Thursday 3 January 2013

Guitar Pedals Explained



One of the best things about an electric guitar is the freedom that it provides in terms of what kind of sound you want and the sheer variety of sounds and effects that you can get out of it. Thanks to effects, an electric guitar can be just about anything.

Guitar pedals or stomp boxes, as they’re often referred to, is an important piece of hardware used by guitar players to alter, change and customize the sound of their electric guitars and add effects to its sound.

These effects allow you to make the kind of noise you would want to with your guitar, for instance if you want to sound like someone, or allow you to create your own unique sound and define your own style.

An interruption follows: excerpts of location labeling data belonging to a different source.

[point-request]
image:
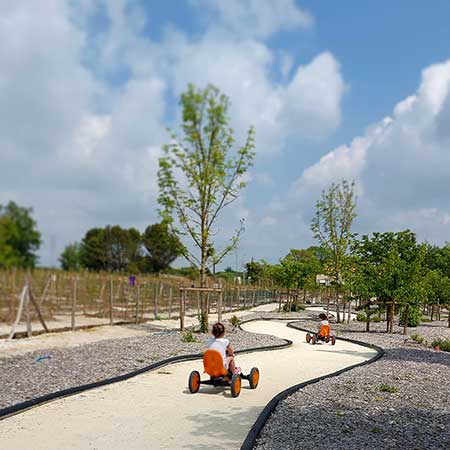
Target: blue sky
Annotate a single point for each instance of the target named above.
(356, 90)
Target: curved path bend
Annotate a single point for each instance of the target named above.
(156, 411)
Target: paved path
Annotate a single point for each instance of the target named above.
(156, 410)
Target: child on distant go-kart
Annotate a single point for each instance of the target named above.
(223, 346)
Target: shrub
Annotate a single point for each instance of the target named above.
(188, 336)
(414, 316)
(418, 338)
(443, 344)
(388, 388)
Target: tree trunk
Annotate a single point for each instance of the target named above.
(405, 319)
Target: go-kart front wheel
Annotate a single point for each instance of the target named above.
(235, 385)
(253, 378)
(194, 381)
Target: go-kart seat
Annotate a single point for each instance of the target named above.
(213, 364)
(324, 331)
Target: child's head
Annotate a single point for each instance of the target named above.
(218, 330)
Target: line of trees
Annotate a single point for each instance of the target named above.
(114, 248)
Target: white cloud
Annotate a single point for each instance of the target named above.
(401, 165)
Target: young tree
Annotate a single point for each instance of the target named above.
(200, 175)
(70, 258)
(19, 237)
(331, 226)
(163, 246)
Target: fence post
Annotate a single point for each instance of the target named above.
(137, 302)
(111, 293)
(182, 297)
(74, 303)
(170, 302)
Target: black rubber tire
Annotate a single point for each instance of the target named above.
(253, 378)
(194, 381)
(236, 383)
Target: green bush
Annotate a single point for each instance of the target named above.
(418, 338)
(444, 344)
(188, 336)
(414, 316)
(361, 317)
(291, 307)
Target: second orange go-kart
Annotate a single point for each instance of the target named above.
(323, 335)
(219, 376)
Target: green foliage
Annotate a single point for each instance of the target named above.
(111, 249)
(418, 338)
(443, 344)
(19, 238)
(332, 222)
(188, 336)
(388, 388)
(162, 246)
(235, 321)
(213, 174)
(414, 316)
(70, 258)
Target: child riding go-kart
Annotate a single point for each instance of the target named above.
(219, 376)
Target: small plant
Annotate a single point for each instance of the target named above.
(418, 338)
(235, 321)
(441, 344)
(188, 336)
(388, 388)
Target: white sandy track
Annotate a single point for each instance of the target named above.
(156, 411)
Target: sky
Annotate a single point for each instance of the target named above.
(354, 90)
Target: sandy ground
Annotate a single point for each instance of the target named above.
(156, 410)
(67, 339)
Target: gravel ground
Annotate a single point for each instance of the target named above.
(400, 402)
(41, 372)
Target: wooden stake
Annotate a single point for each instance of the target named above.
(36, 307)
(111, 293)
(74, 302)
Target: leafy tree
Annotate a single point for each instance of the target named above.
(19, 238)
(163, 246)
(112, 249)
(200, 175)
(331, 226)
(391, 266)
(70, 258)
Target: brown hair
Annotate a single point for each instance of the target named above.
(218, 329)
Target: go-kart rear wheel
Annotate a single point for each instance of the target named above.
(194, 381)
(235, 385)
(253, 378)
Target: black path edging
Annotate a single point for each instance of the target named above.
(256, 429)
(20, 407)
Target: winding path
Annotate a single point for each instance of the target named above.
(156, 411)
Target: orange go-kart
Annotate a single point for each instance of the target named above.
(323, 335)
(219, 376)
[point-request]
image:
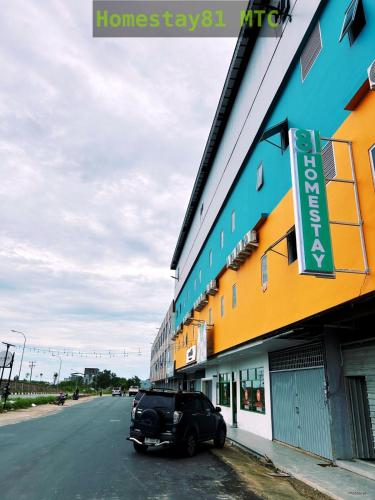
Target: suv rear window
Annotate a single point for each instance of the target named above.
(157, 401)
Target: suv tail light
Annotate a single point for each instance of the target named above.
(177, 416)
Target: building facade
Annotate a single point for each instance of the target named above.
(162, 361)
(288, 353)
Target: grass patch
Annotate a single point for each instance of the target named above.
(20, 403)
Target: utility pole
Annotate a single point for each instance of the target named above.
(5, 362)
(23, 351)
(31, 365)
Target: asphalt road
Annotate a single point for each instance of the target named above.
(81, 453)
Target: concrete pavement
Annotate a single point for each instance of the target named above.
(81, 453)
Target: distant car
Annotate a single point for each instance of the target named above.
(133, 390)
(176, 418)
(137, 397)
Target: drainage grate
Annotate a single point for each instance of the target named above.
(309, 356)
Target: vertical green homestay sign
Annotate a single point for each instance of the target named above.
(313, 235)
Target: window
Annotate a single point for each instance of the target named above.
(224, 389)
(372, 161)
(354, 21)
(222, 239)
(252, 390)
(280, 129)
(259, 177)
(329, 163)
(264, 272)
(234, 296)
(233, 221)
(292, 246)
(311, 51)
(207, 405)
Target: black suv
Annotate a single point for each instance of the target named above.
(176, 418)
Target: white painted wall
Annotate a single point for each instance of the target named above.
(266, 69)
(257, 423)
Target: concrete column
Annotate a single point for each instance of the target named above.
(337, 399)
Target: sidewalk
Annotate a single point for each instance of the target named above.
(332, 481)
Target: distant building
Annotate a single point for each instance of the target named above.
(89, 375)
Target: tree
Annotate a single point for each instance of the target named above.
(133, 381)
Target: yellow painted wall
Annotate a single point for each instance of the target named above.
(290, 297)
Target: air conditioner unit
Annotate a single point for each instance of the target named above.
(188, 318)
(251, 240)
(371, 76)
(232, 263)
(204, 299)
(201, 301)
(212, 287)
(242, 250)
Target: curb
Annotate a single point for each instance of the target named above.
(297, 476)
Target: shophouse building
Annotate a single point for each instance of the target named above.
(274, 298)
(162, 364)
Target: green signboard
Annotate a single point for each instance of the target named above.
(314, 246)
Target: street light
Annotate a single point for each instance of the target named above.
(23, 350)
(76, 376)
(58, 378)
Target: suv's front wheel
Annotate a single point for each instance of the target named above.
(219, 439)
(140, 448)
(191, 444)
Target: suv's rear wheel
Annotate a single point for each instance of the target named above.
(140, 448)
(191, 444)
(219, 439)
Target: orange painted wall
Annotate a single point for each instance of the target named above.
(290, 297)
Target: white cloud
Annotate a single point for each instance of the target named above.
(100, 140)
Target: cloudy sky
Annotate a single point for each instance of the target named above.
(100, 141)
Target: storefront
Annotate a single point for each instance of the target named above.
(359, 371)
(300, 413)
(241, 387)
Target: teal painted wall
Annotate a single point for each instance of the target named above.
(317, 103)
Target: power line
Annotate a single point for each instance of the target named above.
(69, 352)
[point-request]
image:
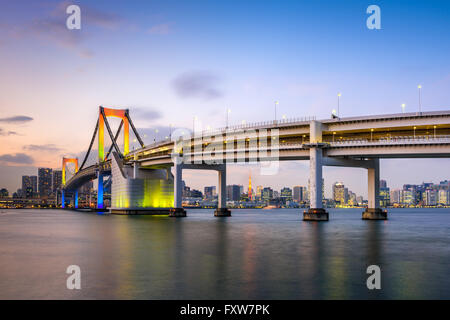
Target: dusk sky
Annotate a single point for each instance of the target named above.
(169, 61)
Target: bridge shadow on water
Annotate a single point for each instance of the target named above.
(255, 254)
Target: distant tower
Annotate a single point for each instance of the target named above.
(250, 187)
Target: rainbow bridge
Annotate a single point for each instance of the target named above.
(142, 181)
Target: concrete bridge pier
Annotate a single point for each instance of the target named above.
(100, 191)
(222, 210)
(177, 210)
(373, 211)
(316, 212)
(75, 199)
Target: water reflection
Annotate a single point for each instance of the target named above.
(253, 255)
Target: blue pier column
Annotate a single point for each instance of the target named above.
(75, 201)
(63, 199)
(100, 192)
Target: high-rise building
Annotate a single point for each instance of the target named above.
(267, 194)
(4, 193)
(45, 182)
(29, 186)
(233, 192)
(210, 192)
(340, 193)
(395, 196)
(430, 197)
(250, 196)
(57, 181)
(323, 189)
(444, 197)
(385, 194)
(298, 193)
(408, 197)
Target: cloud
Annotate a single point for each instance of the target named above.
(18, 158)
(161, 29)
(43, 147)
(197, 84)
(7, 133)
(147, 114)
(16, 119)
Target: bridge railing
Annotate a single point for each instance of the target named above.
(255, 125)
(393, 140)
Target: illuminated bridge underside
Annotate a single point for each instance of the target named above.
(142, 178)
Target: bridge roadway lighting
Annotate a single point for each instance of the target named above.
(420, 98)
(339, 97)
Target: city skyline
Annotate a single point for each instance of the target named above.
(186, 64)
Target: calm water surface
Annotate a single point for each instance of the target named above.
(255, 254)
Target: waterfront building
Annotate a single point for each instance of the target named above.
(45, 182)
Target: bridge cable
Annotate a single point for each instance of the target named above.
(134, 129)
(115, 138)
(111, 134)
(90, 147)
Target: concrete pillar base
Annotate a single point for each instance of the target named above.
(374, 214)
(222, 212)
(177, 213)
(318, 214)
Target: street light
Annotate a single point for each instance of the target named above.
(339, 97)
(420, 98)
(228, 112)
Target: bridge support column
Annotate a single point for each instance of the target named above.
(373, 211)
(177, 210)
(315, 211)
(63, 199)
(100, 192)
(222, 210)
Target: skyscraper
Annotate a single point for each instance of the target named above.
(233, 192)
(57, 181)
(210, 192)
(250, 188)
(339, 193)
(298, 193)
(45, 182)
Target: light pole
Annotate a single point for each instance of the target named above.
(276, 103)
(339, 97)
(420, 98)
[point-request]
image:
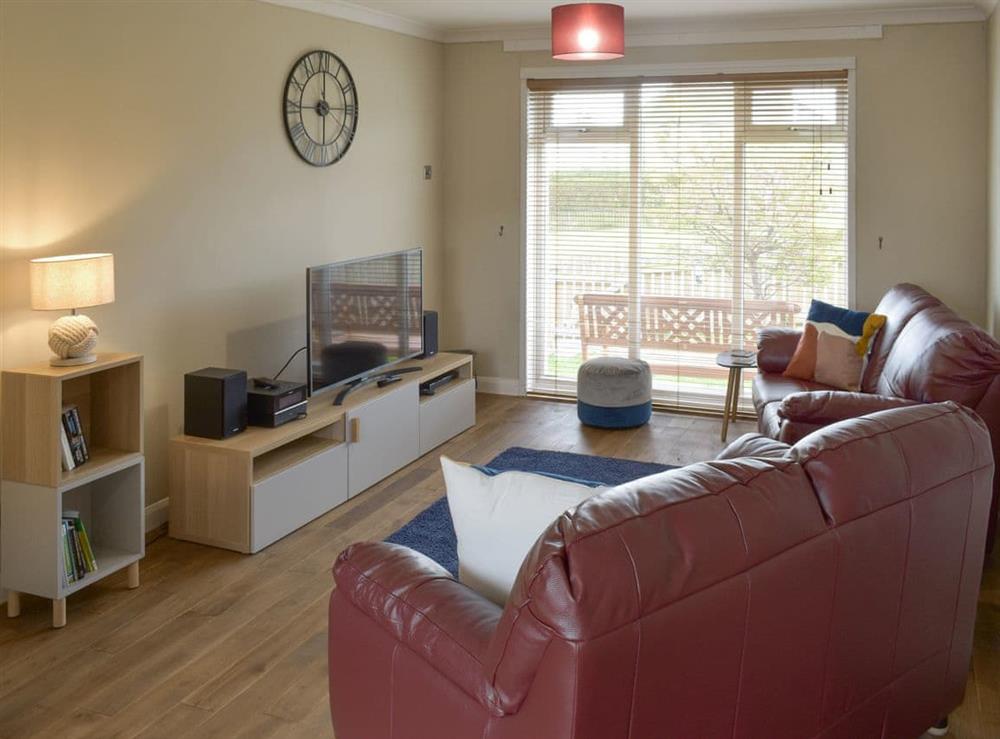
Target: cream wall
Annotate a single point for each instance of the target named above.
(921, 174)
(154, 130)
(993, 162)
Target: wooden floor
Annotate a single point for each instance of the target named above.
(217, 644)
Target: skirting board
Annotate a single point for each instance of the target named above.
(156, 514)
(498, 385)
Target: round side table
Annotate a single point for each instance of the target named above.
(735, 367)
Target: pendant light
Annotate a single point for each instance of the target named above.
(587, 31)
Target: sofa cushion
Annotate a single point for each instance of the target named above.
(498, 516)
(755, 445)
(898, 306)
(770, 388)
(939, 356)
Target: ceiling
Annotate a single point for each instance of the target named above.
(485, 20)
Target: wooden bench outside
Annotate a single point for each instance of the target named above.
(674, 324)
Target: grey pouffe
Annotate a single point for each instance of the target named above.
(614, 392)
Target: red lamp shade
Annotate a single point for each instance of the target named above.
(588, 31)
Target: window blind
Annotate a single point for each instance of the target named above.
(670, 218)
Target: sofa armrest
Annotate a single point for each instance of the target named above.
(422, 606)
(829, 406)
(775, 347)
(755, 445)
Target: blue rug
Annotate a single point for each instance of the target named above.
(432, 533)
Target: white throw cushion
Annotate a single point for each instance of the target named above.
(499, 517)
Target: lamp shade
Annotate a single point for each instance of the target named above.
(72, 281)
(588, 31)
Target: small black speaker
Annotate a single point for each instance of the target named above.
(215, 402)
(430, 333)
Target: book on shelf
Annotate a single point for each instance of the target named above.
(79, 553)
(67, 454)
(69, 571)
(74, 437)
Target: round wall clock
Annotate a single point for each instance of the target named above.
(321, 108)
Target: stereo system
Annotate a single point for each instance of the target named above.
(215, 402)
(273, 402)
(218, 404)
(430, 333)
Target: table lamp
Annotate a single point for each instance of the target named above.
(67, 283)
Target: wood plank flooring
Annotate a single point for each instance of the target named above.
(218, 644)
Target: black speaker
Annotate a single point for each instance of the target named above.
(215, 402)
(430, 333)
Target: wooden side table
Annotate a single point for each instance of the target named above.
(733, 387)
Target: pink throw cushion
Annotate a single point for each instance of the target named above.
(837, 361)
(803, 363)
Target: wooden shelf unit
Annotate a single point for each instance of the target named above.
(108, 490)
(245, 492)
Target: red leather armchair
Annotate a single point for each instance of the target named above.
(924, 354)
(826, 590)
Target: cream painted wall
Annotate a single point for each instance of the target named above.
(921, 174)
(993, 162)
(154, 130)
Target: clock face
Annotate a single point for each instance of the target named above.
(321, 108)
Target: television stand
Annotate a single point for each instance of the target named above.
(248, 491)
(368, 379)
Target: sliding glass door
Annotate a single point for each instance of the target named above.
(671, 218)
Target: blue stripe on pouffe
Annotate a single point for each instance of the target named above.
(614, 418)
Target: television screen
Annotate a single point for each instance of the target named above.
(363, 315)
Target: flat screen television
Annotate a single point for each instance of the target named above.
(363, 315)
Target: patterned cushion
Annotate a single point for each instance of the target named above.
(833, 345)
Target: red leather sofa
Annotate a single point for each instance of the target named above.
(924, 354)
(824, 590)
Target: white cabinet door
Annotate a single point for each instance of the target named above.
(295, 496)
(383, 435)
(447, 414)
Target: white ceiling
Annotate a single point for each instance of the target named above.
(462, 15)
(486, 20)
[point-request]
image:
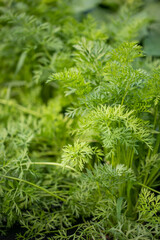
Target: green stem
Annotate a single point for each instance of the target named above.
(151, 189)
(54, 164)
(19, 107)
(34, 185)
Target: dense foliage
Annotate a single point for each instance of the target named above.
(79, 114)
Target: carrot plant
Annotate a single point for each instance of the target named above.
(79, 104)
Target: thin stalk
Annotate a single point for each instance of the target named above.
(19, 107)
(34, 185)
(54, 164)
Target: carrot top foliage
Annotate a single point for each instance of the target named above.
(79, 104)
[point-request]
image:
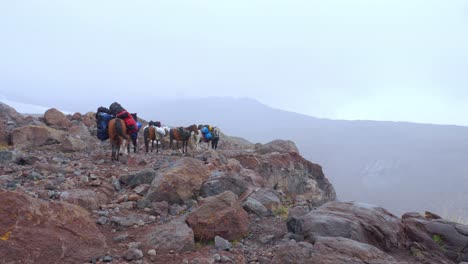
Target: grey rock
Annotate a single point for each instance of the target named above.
(267, 197)
(130, 220)
(253, 206)
(6, 156)
(173, 236)
(102, 220)
(138, 245)
(116, 183)
(35, 176)
(145, 176)
(267, 239)
(175, 209)
(133, 254)
(103, 213)
(120, 238)
(221, 243)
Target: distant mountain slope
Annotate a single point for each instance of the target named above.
(401, 166)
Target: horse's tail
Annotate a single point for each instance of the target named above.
(119, 128)
(146, 133)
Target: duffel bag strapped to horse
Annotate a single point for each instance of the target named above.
(208, 136)
(205, 130)
(161, 131)
(102, 121)
(115, 108)
(132, 126)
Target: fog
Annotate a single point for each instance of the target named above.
(320, 60)
(379, 60)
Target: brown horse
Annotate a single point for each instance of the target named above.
(182, 134)
(152, 133)
(117, 130)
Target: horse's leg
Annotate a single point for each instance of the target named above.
(113, 150)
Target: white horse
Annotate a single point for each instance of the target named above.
(215, 133)
(152, 133)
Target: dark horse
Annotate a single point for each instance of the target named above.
(134, 135)
(182, 134)
(152, 133)
(117, 130)
(215, 133)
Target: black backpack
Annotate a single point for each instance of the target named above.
(115, 108)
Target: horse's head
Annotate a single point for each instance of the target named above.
(216, 131)
(193, 128)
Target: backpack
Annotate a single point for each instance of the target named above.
(205, 130)
(102, 122)
(132, 126)
(208, 136)
(115, 108)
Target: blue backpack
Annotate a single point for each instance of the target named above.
(102, 120)
(205, 130)
(208, 136)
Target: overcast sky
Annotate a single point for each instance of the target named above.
(383, 60)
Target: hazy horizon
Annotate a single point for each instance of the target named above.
(26, 108)
(354, 60)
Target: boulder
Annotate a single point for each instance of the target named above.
(178, 182)
(267, 197)
(337, 250)
(253, 206)
(88, 199)
(70, 144)
(292, 174)
(175, 235)
(34, 136)
(293, 253)
(145, 176)
(281, 146)
(9, 119)
(34, 231)
(221, 181)
(361, 222)
(56, 119)
(439, 237)
(219, 215)
(80, 131)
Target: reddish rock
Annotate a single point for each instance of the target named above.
(357, 221)
(88, 199)
(76, 116)
(57, 119)
(34, 231)
(35, 136)
(80, 131)
(179, 182)
(220, 215)
(281, 146)
(70, 144)
(292, 174)
(332, 250)
(9, 119)
(134, 197)
(89, 119)
(176, 236)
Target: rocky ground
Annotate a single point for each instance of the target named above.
(63, 200)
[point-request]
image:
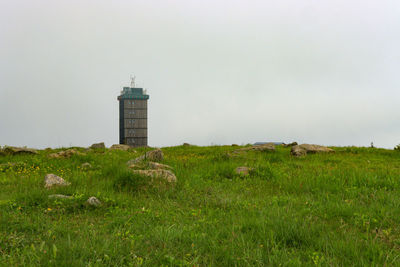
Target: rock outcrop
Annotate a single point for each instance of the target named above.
(304, 149)
(59, 196)
(290, 144)
(51, 180)
(154, 155)
(86, 166)
(150, 165)
(263, 147)
(165, 175)
(66, 154)
(11, 150)
(98, 146)
(243, 170)
(120, 147)
(93, 201)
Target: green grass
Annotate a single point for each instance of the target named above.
(340, 209)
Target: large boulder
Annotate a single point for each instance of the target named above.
(51, 180)
(59, 196)
(86, 166)
(165, 175)
(263, 147)
(290, 144)
(93, 201)
(120, 147)
(66, 154)
(154, 155)
(243, 170)
(304, 149)
(11, 150)
(150, 165)
(98, 146)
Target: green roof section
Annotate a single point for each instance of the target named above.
(133, 93)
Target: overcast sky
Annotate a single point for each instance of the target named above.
(217, 72)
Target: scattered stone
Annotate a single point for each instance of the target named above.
(59, 196)
(304, 149)
(11, 150)
(66, 154)
(120, 147)
(263, 147)
(243, 170)
(297, 151)
(160, 174)
(86, 166)
(93, 201)
(290, 144)
(151, 165)
(12, 165)
(51, 180)
(98, 146)
(159, 166)
(154, 155)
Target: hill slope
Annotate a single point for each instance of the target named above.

If you’re unfamiliar with the world of guitar effects, or want to know what some of them are, here are a few of the most popular ones:

1. Distortion (and Fuzz and Overdrive)

Self-explanatory and extremely-popular are two words that do an apt job of describing this effect. Distortion pedals are the most popular pedals in modern-day guitar-playing, and give your guitar that unclean, distorted sound, usually head in and associated with rock, punk and metal genre music. Distortion can be anything from clean, smooth and melodic tube overdrive to harsh, highly-distorted, heavier and meatier sound. Distortion effects include Fuzz and Overdrive, the latter of which allows you to deliver a good ‘tube’ sound.

2. Delay (and Reverb)

A delay effect essentially repeats the original sound after a set period, usually in milliseconds or longer, creating an ‘echo’ effect of sorts. A similar effect called Reverb uses processing to simulate sound so that it feels as if sound is ‘reflecting’ off the different surfaces, making it fuller (such as the sound heard in a hall or an enclosed venue). Delay/reverb allows you to choose from different room sizes. In the 50s and 60s, musicians regularly used tape-based delays to produce echoes, and some are even designed to sound like some of the spring reverbs of yesteryear, although most modern-day reverbs are digital delay units.

3. Wah Pedals

Often referred to as Wah Wah pedals, these pedals are used to change and filter the tones from the incoming guitar signal, filtering frequencies dynamically using the foot to give a ‘wah wah’ or a ‘quacking’ sound to the guitar. In essence, it is an equalizer that can be varied using the foot in real-time. Not for beginners, since a certain amount of coordination is required to coordinate the movement of the foot with that of your playing.

4. Chorus

The chorus effect is a time-based effect, in which a slightly detuned, modulated and delayed clone of the signal is played along with the original, producing a ‘doubling’ effect of sorts (which can be controlled), hence producing a thicker tone.  The delay can be controlled, helping produce a subtle or noticeable clone-effect to your tone and sound.

5. Flanger

Both of these effecrs are quite similar to chorus – the flanger effect, for starters, was produced by playing back the same sound on multiple tape decks, while an engineer used a finger on the tape reel’s edge to speed up or slow the clone signals. This is in fact why this effect came to be known as ‘flanger’ in the first place. In modern times, the same effect is duplicated by employing digital delays which are set to extremely short times and inverting the signal’s phase.

6. Phaser

Another time-based effect, like the two above it, that lies somewhere in between the chorus and the much-more-subtle flanger. Most notably used by the likes of Rolling Stones and Eddie van Halen on many of their records, the phaser is quite similar to the chorus effect but the signal changes from in-phase to out-of-phase constantly, giving an affect which is similar to a rotating speaker.  

7. Compressor

The compressor or sustain effect limits the dynamic range of a signal, which results in more profound and a noticeably-obvious softer sound, while limiting the louder ones – which means that it is the opposite effect of overdrive. The compressor sustains the notes without degrading the sound quality. This effect is also known as a classic studio effect, and the older compressor effect units were quite noisy, however the modern compressors have certain system that cut off the signal once it reaches a particular level, keeping the sound soft.

8. Multi-effects Pedal

This is the king of all stomp-boxes; the multi-effects pedal as the name implies, includes all of the effects above, as well as a whole host of other effects as well. In fact, a few of the multi-effects pedals have so many effects, they can completely change and alter the sound of the guitar that it doesn’t even sound like one anymore! These all-in-one effect pedals can replace any and all other stomp-boxes/effects-pedals that you might have.